Comment faire avancer les choses ? Vraisemblablement en faisant évoluer les métriques utilisées pour l’évaluation des chercheurs.
Si on prend le cas du facteur d’impact – de plus en plus détourné de son usage initial (l’évaluation des revues) pour évaluer les chercheurs – on voit que, à l’instar des pratiques utilisées en athlétisme pour la course de sprint, où les temps sont désormais calculés au centième de seconde, le facteur d’impact a lui aussi 3 décimales : on a augmenté artificiellement sa valeur pour créer de la compétition, du spectacle. Du coup, comme en athlétisme, on voit émerger des « champions » de la recherche, et du « dopage » : certains n’hésitent pas à adapter leur production scientifique à la métrique (voir des exemples d’articles retirés et autres malversations intellectuelles sur le site Badscience), qui agit comme une « stéroïde intellectuelle ». L’évaluation de la qualité générale de la science doit pouvoir se faire en dehors des « champions de la métrique » : de nouvelles formes d’évaluation peuvent s’élaborer avec l’Open Access ; on peut imaginer par exemple de mesurer un facteur d’éducation, un facteur social… Cela permettrait de reconstruire le jeu de la concurrence scientifique de façon plus saine, d’articuler la quête de l’excellence à la quête de la qualité. Plusieurs pays se sont démarqués de cet indicateur et ont bâti leurs propres métriques, notamment en Amérique Latine avec SCIELO.

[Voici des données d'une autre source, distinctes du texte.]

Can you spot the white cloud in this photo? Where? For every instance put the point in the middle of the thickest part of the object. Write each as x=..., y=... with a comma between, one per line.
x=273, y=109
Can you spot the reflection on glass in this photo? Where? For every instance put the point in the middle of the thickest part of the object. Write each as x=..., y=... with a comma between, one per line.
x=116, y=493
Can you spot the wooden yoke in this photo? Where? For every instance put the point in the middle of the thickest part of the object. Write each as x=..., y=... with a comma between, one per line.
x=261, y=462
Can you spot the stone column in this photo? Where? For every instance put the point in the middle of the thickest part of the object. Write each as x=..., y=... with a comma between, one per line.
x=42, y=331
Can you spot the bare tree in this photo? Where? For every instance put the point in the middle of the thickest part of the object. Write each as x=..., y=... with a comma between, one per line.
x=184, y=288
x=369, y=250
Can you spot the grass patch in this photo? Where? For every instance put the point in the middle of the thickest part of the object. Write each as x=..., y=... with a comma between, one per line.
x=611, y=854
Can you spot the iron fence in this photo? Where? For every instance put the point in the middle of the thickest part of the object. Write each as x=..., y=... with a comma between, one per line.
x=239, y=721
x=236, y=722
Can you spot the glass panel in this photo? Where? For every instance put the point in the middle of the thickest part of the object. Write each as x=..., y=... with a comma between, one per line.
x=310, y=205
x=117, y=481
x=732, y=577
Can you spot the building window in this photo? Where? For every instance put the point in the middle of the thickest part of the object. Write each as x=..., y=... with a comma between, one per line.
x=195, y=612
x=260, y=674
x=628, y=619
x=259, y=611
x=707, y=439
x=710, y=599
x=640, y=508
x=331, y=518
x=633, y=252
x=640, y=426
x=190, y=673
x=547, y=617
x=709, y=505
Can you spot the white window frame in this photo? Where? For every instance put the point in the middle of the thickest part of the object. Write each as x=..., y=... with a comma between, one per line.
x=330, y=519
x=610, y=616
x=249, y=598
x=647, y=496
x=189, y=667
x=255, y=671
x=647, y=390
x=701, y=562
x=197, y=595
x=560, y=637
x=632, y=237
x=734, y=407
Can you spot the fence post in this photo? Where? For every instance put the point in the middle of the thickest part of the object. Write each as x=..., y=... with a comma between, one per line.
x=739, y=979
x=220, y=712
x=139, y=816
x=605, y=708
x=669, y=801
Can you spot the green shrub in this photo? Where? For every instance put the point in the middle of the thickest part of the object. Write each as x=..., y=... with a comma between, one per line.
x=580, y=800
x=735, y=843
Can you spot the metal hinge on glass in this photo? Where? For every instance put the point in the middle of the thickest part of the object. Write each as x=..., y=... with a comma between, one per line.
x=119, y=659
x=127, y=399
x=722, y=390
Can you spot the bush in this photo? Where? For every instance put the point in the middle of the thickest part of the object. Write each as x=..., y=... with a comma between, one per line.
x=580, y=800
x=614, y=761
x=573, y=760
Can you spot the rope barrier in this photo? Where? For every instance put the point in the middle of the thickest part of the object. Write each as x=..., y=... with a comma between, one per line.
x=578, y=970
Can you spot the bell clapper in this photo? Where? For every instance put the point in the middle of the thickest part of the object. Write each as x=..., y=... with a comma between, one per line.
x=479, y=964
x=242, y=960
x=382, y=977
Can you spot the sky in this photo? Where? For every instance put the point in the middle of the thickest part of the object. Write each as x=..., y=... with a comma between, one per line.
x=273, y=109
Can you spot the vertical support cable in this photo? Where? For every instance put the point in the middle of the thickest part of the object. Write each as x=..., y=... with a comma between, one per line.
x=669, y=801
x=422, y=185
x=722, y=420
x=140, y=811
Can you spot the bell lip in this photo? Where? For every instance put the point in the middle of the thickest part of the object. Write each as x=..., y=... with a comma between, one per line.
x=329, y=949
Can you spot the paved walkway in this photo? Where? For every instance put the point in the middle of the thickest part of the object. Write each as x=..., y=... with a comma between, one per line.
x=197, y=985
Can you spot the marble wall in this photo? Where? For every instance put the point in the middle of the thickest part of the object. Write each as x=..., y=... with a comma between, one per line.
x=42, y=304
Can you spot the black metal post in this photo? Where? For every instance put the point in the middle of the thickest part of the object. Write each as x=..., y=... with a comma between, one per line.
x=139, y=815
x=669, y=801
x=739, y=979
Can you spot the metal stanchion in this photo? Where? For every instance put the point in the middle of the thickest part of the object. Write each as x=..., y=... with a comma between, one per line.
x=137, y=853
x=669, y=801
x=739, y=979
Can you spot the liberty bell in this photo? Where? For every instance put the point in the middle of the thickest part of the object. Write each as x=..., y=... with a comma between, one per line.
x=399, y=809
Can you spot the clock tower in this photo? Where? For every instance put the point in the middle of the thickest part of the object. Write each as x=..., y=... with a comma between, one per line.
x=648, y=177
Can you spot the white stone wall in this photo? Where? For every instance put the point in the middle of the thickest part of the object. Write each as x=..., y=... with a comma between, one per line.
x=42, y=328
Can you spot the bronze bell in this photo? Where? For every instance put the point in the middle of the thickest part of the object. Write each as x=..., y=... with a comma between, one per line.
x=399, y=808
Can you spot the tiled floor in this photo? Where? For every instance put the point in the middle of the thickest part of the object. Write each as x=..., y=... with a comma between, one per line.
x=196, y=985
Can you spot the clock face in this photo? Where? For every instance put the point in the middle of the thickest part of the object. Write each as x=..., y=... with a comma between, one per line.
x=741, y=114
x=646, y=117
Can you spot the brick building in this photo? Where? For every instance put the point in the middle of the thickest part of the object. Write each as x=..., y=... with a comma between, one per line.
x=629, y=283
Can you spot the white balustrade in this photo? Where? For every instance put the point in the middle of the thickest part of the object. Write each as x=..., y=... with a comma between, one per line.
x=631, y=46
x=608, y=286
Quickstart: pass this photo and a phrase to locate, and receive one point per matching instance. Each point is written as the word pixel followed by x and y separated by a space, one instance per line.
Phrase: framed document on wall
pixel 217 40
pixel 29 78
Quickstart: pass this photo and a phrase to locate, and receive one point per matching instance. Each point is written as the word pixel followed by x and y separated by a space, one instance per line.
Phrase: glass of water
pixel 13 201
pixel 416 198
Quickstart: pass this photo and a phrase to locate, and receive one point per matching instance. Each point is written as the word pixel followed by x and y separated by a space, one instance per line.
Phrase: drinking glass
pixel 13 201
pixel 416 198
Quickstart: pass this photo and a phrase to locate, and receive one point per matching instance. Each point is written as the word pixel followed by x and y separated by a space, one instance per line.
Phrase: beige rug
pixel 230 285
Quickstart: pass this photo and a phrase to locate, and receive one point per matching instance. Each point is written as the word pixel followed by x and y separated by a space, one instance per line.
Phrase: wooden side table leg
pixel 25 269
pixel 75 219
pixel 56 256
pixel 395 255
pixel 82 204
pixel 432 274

Table-ronde – Rendre les travaux librement accessibles : quel intérêt pour un chercheur ?
Il a été demandé aux 4 intervenants – des « power users » de Hal, issus de différents organismes de recherche, qui déposent beaucoup – comment ils percevaient leur plateforme :
– Importance de Hal pour repérer la littérature grise : le fait que Hal héberge d’autres types de documents que les articles (thèses, rapports…) est très apprécié : il permet de mettre en valeur facilement toutes les publications sur un projet, ainsi que de collaborer sur des documents non publiables (cas d’un document de travail alimenté en commun dans le cadre d’un projet européen)
– Intérêt principal pour le chercheur : avoir la liste complète de ses publications à un seul endroit, et pouvoir l’utiliser pour alimenter une page perso, ou la page de son laboratoire.

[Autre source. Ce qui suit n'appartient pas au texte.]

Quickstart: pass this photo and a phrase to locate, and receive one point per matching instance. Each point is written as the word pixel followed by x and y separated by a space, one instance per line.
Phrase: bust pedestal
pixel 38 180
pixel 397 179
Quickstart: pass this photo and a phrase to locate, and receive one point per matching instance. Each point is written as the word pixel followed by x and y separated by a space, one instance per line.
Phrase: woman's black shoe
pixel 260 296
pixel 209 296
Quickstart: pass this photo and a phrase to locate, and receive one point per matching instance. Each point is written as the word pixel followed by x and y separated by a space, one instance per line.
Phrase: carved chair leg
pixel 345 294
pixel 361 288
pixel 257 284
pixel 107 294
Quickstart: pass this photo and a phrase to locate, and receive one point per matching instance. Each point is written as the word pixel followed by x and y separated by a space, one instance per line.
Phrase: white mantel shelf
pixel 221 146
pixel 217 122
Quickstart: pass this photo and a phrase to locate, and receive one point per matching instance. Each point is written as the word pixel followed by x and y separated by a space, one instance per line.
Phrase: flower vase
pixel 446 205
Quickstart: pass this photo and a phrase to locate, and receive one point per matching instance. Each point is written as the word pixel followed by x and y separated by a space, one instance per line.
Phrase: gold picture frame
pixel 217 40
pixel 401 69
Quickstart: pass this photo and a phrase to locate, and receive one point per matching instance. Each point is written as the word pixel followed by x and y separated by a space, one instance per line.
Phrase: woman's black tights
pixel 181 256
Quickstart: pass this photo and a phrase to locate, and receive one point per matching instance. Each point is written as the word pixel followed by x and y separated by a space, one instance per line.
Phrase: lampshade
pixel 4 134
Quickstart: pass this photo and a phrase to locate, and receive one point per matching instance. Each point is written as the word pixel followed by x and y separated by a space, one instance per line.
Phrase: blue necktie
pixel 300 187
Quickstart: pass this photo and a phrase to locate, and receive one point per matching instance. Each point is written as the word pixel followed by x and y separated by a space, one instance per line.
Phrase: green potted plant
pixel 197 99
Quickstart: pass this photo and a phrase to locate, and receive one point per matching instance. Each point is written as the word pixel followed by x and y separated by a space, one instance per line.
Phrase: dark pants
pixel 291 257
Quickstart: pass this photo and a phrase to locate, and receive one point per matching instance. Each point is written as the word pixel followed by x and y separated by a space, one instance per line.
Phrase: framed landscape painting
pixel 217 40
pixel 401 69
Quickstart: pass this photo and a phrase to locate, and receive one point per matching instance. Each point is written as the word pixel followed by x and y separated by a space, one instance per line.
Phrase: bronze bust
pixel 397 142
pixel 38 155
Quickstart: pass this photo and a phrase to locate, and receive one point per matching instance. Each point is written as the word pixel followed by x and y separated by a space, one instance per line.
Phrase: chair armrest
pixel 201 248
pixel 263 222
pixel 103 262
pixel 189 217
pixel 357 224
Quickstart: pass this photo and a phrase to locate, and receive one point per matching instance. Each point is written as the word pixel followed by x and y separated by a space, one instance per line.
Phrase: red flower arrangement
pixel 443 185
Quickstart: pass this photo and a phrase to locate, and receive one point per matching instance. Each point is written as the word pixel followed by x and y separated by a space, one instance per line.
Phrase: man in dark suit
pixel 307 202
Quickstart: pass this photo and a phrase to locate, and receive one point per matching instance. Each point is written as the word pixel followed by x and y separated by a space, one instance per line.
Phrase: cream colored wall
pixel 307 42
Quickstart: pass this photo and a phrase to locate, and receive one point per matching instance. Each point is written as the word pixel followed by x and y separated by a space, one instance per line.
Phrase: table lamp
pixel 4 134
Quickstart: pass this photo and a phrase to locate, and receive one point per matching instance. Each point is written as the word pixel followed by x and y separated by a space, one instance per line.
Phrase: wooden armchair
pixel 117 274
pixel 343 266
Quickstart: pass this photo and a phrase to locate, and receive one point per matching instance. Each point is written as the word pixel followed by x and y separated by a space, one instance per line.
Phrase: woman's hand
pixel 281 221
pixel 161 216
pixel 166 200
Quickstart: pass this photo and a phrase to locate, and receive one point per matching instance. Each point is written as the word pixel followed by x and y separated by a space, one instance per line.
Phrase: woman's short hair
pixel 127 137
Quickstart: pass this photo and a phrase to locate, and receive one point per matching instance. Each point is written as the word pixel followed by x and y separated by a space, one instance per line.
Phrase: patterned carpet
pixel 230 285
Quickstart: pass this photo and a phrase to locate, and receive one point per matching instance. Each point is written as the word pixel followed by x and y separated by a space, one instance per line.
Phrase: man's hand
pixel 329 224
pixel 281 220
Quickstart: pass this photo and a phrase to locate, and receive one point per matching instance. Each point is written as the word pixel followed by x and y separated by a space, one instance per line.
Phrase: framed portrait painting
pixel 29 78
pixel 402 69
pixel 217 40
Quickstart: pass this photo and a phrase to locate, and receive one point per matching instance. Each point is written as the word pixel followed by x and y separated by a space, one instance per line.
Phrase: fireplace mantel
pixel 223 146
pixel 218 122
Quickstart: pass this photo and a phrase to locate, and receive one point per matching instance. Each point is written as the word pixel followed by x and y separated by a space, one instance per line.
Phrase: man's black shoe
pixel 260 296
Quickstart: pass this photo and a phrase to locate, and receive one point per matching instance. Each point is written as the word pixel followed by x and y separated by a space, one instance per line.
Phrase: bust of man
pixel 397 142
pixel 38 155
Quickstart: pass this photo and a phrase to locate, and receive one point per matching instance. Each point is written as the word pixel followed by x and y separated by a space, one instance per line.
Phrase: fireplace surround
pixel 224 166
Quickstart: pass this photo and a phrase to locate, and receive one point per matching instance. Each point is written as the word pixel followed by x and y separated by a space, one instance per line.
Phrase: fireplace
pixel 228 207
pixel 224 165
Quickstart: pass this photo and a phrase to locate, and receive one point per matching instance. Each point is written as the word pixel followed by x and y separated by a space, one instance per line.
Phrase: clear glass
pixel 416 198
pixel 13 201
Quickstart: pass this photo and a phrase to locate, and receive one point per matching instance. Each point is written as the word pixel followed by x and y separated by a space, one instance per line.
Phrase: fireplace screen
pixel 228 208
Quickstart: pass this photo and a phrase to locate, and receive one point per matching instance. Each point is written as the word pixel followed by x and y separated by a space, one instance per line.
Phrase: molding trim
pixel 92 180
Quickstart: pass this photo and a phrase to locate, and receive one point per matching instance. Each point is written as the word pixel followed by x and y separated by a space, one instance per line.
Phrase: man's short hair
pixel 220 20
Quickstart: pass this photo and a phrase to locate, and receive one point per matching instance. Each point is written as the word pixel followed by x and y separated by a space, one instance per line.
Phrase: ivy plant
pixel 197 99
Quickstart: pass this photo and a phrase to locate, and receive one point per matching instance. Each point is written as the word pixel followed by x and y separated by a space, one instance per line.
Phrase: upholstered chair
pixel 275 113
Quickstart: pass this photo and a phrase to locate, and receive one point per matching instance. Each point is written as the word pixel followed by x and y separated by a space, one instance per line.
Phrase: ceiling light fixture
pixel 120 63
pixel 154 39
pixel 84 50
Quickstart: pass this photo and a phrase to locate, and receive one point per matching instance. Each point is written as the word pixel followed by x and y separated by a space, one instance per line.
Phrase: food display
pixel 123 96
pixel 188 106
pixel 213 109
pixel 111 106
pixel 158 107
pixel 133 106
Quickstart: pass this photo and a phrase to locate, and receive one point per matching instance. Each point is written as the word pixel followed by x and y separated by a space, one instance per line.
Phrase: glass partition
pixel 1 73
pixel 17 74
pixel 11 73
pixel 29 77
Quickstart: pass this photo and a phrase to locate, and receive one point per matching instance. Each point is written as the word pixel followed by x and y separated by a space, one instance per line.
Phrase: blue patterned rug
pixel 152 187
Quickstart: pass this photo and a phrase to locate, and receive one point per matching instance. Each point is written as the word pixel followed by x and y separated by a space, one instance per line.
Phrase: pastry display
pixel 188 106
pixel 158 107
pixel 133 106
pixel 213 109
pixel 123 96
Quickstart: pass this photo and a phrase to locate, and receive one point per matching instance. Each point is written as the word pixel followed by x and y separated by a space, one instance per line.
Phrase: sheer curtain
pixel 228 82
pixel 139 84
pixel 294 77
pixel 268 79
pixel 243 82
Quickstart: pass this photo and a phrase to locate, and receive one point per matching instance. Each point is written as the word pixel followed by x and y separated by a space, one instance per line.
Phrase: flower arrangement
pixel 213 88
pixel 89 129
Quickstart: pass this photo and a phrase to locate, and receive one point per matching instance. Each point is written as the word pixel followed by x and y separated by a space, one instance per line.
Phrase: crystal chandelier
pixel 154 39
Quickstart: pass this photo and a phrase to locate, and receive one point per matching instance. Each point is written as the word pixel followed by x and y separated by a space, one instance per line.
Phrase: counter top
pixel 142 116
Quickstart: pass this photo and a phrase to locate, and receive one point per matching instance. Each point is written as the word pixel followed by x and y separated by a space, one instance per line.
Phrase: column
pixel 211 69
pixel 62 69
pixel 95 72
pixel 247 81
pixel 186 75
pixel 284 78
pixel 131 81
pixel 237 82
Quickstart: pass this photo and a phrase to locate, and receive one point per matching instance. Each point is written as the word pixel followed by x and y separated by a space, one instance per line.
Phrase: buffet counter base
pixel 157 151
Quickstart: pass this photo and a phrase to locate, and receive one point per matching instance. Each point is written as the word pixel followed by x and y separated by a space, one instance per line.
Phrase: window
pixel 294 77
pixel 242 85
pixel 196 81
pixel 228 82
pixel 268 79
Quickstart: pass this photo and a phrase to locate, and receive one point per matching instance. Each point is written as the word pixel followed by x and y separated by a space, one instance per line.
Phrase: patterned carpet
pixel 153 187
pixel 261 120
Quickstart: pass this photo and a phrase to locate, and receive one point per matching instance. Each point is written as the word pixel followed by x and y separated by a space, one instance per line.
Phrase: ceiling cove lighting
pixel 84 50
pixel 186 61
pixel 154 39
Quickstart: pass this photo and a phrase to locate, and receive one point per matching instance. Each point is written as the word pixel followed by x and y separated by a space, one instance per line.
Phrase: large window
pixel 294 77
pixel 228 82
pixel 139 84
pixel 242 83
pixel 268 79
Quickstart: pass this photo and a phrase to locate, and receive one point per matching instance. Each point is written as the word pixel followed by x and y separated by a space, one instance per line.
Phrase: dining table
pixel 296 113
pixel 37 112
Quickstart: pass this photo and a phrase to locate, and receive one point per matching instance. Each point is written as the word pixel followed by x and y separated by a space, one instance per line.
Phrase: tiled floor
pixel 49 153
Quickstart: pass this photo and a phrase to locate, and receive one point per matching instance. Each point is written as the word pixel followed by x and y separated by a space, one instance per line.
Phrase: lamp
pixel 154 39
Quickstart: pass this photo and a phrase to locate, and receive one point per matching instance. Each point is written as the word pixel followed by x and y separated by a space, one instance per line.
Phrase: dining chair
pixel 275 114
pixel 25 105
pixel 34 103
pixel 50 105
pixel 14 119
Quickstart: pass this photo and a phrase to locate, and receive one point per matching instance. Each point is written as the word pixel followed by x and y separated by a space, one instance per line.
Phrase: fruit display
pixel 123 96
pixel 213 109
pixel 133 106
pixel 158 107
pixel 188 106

– Hal est un moyen de mettre sa production à disposition du public (qui n’a pas forcément accès aux revues en ligne dans lesquelles la recherche est publiée), mais pas un système de validation (ce rôle reste celui de la revue). C’est un auxiliaire utile, mais pas un outil de travail principal.
– Forte utilisation de Google ou Google Scholar comme point d’entrée dans une recherche, les chercheurs se tournent vers les bases de données spécialisées à partir du moment où ils veulent citer des articles. Hal n’est pas utilisé comme moteur de recherche.
– Le fait que les dépôts dans Hal soient assez rapidement indexés par Google Scholar est un vrai plus pour se faire connaître et de se faire citer.
– Hal est devenu petit à petit un outil partagé par les chercheurs, un point commun entre différentes institutions, toutes disciplines confondues.
– En ce qui concerne les améliorations souhaitées : plus d’automatisation pour repérer les travaux publiés dans les bases des éditeurs et demander aux auteurs de déposer, une compatibilité avec d’autres outils que Pubmed et ArXiv ; Endnote est cité.